La lettre autobiographique à Verlaine - Partie 2

Lettre de Stéphane Mallarmé à Paul Verlaine, 16 novembre 1885.

 

     Aujourd’hui, voilà plus de vingt ans et malgré la perte de tant d’heures, je crois, avec tristesse, que j’ai bien fait. C’est que, à part les morceaux de prose et les vers de ma jeunesse et la suite, qui y faisait écho, publiée un peu partout, chaque fois que paraissaient les premiers numéros d’une Revue Littéraire, j’ai toujours rêvé et tenté autre chose, avec une patience d’alchimiste, prêt à y sacrifier toute vanité et toute satisfaction, comme on brûlait jadis son mobilier et les poutres de son toit, pour alimenter le fourneau du Grand Œuvre.

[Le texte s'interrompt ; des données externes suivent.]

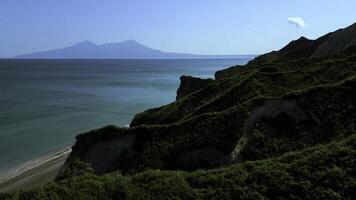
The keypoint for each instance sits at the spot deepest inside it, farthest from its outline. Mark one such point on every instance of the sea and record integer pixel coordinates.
(45, 103)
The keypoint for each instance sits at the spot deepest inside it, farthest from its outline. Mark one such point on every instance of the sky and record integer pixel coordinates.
(215, 27)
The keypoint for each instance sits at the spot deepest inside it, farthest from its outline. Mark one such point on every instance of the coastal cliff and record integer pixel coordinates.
(281, 127)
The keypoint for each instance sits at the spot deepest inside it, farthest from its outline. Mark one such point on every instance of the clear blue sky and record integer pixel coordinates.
(191, 26)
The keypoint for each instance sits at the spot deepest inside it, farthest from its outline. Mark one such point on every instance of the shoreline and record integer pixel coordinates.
(34, 173)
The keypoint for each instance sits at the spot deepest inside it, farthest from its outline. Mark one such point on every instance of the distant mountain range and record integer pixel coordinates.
(87, 49)
(126, 49)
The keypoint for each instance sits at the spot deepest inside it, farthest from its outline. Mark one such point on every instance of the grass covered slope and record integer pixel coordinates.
(320, 172)
(281, 127)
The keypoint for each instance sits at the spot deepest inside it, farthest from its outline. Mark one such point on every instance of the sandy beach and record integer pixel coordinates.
(37, 175)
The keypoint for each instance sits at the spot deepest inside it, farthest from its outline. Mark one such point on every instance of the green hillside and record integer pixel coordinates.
(281, 127)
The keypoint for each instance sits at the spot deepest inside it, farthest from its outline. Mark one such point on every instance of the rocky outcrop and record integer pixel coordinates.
(258, 111)
(304, 48)
(189, 84)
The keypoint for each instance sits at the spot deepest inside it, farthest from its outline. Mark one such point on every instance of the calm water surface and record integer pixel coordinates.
(44, 104)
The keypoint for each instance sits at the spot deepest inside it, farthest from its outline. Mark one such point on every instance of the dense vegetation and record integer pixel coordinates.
(281, 127)
(321, 172)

Quoi ? C’est difficile à dire : un livre, tout bonnement, en maints tomes, un livre qui soit un livre, architectural et prémédité, et non un recueil des inspirations de hasard, fussent-elles merveilleuses…

Stéphane Mallarmé

J’irai plus loin, je dirai : le Livre, persuadé qu’au fond il n’y en a qu’un, tenté à son insu par quiconque a écrit, même les Génies. L’explication orphique de la Terre, qui est le seul devoir du poëte et le jeu littéraire par excellence : car le rythme même du livre, alors impersonnel et vivant, jusque dans sa pagination, se juxtapose aux équations de ce rêve, ou Ode.

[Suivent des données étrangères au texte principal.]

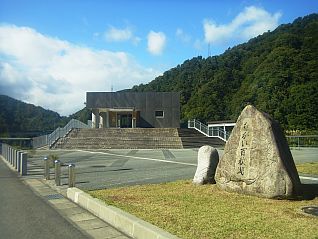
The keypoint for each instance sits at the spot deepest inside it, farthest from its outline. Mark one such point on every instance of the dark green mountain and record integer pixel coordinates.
(21, 119)
(277, 72)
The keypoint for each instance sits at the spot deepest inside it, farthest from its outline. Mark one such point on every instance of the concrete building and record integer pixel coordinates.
(134, 109)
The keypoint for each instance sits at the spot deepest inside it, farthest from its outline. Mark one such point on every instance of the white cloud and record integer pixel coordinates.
(156, 42)
(55, 74)
(118, 35)
(252, 22)
(183, 36)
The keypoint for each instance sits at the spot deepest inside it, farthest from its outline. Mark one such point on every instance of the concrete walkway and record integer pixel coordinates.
(38, 211)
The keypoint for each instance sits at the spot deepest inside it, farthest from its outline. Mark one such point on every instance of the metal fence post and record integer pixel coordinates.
(71, 175)
(57, 172)
(46, 168)
(24, 164)
(19, 161)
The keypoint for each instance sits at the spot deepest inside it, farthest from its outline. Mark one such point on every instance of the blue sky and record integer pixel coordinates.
(52, 52)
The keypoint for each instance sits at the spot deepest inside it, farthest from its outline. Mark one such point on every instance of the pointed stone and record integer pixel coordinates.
(257, 160)
(208, 158)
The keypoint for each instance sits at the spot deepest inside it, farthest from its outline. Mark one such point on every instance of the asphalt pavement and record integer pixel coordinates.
(116, 168)
(25, 215)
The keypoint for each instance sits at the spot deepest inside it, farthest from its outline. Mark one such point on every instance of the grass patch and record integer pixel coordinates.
(190, 211)
(308, 168)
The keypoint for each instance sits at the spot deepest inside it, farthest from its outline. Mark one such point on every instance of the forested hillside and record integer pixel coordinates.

     Voilà l’aveu de mon vice, mis à nu, cher ami, que mille fois j’ai rejeté, l’esprit meurtri ou las, mais cela me possède et je réussirai peut-être ; non pas à faire cet ouvrage dans son ensemble (il faudrait être je ne sais qui pour cela !) mais à en montrer un fragment d’exécuté, à en faire scintiller par une place l’authenticité glorieuse, en indiquant le reste tout entier auquel ne suffit pas une vie. Prouver par les portions faites que ce livre existe, et que j’ai connu ce que je n’aurai pu accomplir.

Rien de si simple alors que je n’aie pas eu hâte de recueillir les mille bribes connues, qui m’ont, de temps à autre, attiré la bienveillance de charmants et excellents esprits, vous le premier !

Stéphane Mallarmé

Tout cela n’avait d’autre valeur momentanée pour moi que de m’entretenir la main : et quelque réussi que puisse être quelquefois un des morceaux ; à eux tous, c’est bien juste s’ils composent un album, mais pas un livre. Il est possible cependant que l’Éditeur Vanier m’arrache ces lambeaux mais je ne les collerai sur ces pages que comme on fait une collection de chiffons d’étoffes séculaires ou précieuses. Avec ce mot condamnatoire d’Album, dans le titre, Album de vers et de prose, je ne sais pas ; et cela contiendra plusieurs séries, pourra même aller indéfiniment, (à côté de mon travail personnel qui je crois, sera anonyme, le Texte y parlant de lui même et sans voix d’auteur).

     Ces vers, ces poëmes en prose, outre les Revues Littéraires, on peut les trouver, ou pas, dans les Publications de Luxe, épuisées, comme le Vathek, le Corbeau, le Faune.

     J’ai dû faire, dans des moments de gêne ou pour acheter de ruineux canots, des besognes propres et voilà tout (Dieux Antiques, Mots Anglais) dont il sied de ne pas parler : mais à part cela, les concessions aux nécessités comme aux plaisirs n’ont pas été fréquentes. Si à un moment, pourtant, désespérant du despotique bouquin lâché de Moi-même, j’ai après quelques articles colportés d’ici et de là, tenté de rédiger tout seul, toilettes, bijoux, mobilier, et jusqu’aux théâtres et aux menus de dîner, un journal, La Dernière Mode, dont les huit ou dix numéros parus servent encore quand je les dévêts de leur poussière à me faire longtemps rêver.

     Au fond je considère l’époque contemporaine comme un interrègne pour le poëte, qui n’a point à s’y mêler : elle est trop en désuétude, et en effervescence préparatoire, pour qu’il ait autre chose à faire qu’à travailler avec mystère en vue de plus tard ou de jamais et de temps en temps à envoyer aux vivants sa carte de visite, stances ou sonnet, pour n’être point lapidé d’eux, s’ils le soupçonnaient de savoir qu’ils n’ont pas lieu.